As already stated (many times), yoid distributes across time as well as across space. Distributing across time, however, can require certain new coordination mechanisms--particularly for endhost-based distribution.
To get the benefits of ``multicast'', each consumer of content must be expected to transmit on average, as much as it receives. For a group with spigot content, at any given time, some members will be transmitting more than they receive, some less, and some the same, depending on whether they have more then one, zero, or one tree neighbor respectively. For instance, on a perfectly balanced tree with a fanout of 2, half the members will transmit to two neighbors, and half to none. On average though, transmission equals reception.
The difficulty arises with bucket and keg content (file distribution). Here it will typically not be the case that a member transmits as much as or more than it receives during the time it is actively receiving. For popular content, where there are multiple simultaneous receivers, typically a member will be part way into its reception before it is asked to start transmitting to another member. For less popular content, it will often be the case that a member receives all the content without being asked to transmit it at all.
As a result, if we want to get the benefits of yoid, members of bucket or keg content must be expected to stay attached to the tree for some period of time after they themselves have received the full content. This presents a number of questions. Is a member always expected to stay attached after it has received the content? If not, what are the criteria for deciding to stay attached? How long is a member expected to stay attached? If a member disconnects from the internet before it has transmitted as much as it received, is it expected to rejoin the group later until it does transmit?
There are no easy answers here, just various engineering and policy trade-offs. For instance, since there is overhead involved in keeping a group even when no content is being transmitted, clearly it is a lose to keep a group for very infrequently accessed content. The cost of keeping the tree at some point exceeds the cost of always transmitting the content from the original source.

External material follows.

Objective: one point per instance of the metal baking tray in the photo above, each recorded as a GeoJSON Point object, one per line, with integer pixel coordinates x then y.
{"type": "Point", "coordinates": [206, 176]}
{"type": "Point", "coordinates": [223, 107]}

Even if the cost of keeping the tree is less than the cost of transmitting the content, endhosts may certainly object to having to stay attached to a lot of groups. For instance, imagine an endhost that receives 1000 yoid buckets per day, with each bucket retrieved on average one per hour. Such an endhost would be expected to store content for and stay attached to about 40 groups at any given time.
An alternative to this would be to require each endhost to stay attached to some fraction of groups it joins, but to transmit proportionately more for each group. For instance, the endhost could be expected to stay attached to 10% of the groups it joins, but until it has transmitted 10 times as much as it received for each group.
I don't want to belabor this any more--you get the idea. Obviously a lot of research is needed here.
It may work out that doing bucket or keg yoid distribution over the public internet is just not tenable, and that some sort of cache server infrastructure is more appropriate. Doing endhost-based bucket or keg yoid distribution in an enterprise setting strikes me as more palatable, given the administrative commonality across endhosts and the control of those endhosts by IT.